The heavyweight great said he was "deeply saddened" by the death of the former South Africa president, who had inspired everyone to break barriers and reach for the impossible.
"He made us realise, we are our brother's keeper and that our brothers come in all colors," Ali said in a statement.
"He taught us forgiveness on a grand scale. His was a spirit born free, destined to soar above the rainbows. Today his spirit is soaring through the heavens. He is now forever free."
South African rugby also paid its respects to the "miracle" performed by Mandela in uniting his country, partly through his embrace of the Springbok rugby team at the 1995 World Cup.
The Nobel Peace Prize winner won over many whites when he donned the jersey of South Africa's national rugby team - once a symbol of white supremacy - at the rugby World Cup final in Johannesburg's Ellis Park stadium.
"All of our lives are poorer today at the extinguishing of the great beacon of light and hope that led the way for our country through the transition to democracy," Oregan Hoskins, President of the South African Rugby Union, said in a statement.

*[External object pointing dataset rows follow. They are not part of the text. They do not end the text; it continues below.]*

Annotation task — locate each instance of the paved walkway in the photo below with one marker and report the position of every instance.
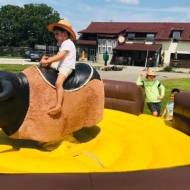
(130, 73)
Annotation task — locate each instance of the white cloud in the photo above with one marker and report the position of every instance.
(124, 1)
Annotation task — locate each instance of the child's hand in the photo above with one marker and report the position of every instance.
(143, 74)
(160, 97)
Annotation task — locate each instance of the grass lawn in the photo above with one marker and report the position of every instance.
(182, 84)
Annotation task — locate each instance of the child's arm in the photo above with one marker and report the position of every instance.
(162, 91)
(48, 60)
(139, 79)
(164, 113)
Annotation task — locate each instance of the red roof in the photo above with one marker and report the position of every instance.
(138, 47)
(162, 30)
(86, 42)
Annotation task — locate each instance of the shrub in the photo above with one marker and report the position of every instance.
(168, 68)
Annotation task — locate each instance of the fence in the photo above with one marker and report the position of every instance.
(16, 61)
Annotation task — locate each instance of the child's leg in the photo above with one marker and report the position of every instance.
(60, 92)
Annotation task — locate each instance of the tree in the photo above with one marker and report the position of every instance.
(26, 26)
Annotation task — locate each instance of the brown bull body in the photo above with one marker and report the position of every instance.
(81, 108)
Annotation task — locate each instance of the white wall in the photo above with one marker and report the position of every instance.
(169, 47)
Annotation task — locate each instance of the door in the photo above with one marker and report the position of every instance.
(92, 55)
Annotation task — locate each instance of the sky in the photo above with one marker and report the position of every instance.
(80, 13)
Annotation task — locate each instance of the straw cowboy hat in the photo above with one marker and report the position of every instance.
(150, 72)
(65, 25)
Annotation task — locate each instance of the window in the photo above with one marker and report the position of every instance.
(130, 36)
(106, 45)
(150, 37)
(176, 36)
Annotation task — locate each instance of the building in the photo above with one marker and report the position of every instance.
(133, 43)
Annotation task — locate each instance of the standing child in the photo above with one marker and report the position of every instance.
(153, 95)
(168, 111)
(64, 61)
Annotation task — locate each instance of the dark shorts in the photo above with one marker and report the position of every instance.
(154, 107)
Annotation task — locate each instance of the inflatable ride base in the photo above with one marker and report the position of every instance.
(121, 142)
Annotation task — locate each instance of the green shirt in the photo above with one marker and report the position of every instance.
(151, 89)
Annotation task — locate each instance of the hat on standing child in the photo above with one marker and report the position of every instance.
(150, 72)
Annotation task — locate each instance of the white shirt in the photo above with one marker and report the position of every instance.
(70, 59)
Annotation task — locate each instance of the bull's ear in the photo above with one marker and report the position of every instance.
(6, 89)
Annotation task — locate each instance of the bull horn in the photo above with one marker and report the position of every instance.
(7, 89)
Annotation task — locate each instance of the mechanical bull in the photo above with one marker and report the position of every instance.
(26, 97)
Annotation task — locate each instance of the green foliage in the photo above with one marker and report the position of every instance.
(26, 26)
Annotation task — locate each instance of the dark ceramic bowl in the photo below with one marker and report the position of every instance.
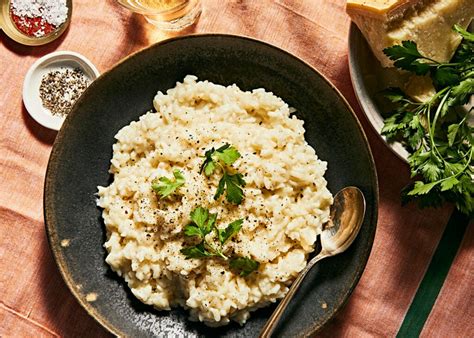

"'Madiba' was a great man of vision, determination and integrity who performed a miracle that amazed the world as much as it amazed his fellow countrymen.
"Through his extraordinarily vision, he was able to use the 1995 Rugby World Cup as an instrument to help promote nation building just one year after South Africa's historic first democratic election.
"Mr Mandela was also instrumental in retaining the Springbok as the emblem for our national team at a time when a chorus of voices advocated a change of the symbol, for various reasons. It was an act of reconciliation and generosity of spirit which no one could have expected."
As news of Mandela's death spread around the world, the first of what are likely to be many gestures of respect took place at sporting events on Friday.
A minute's silence was observed before the start of the second day of the second Ashes test between Australia and England at Adelaide Oval and at the first test between New Zealand and West Indies in Dunedin.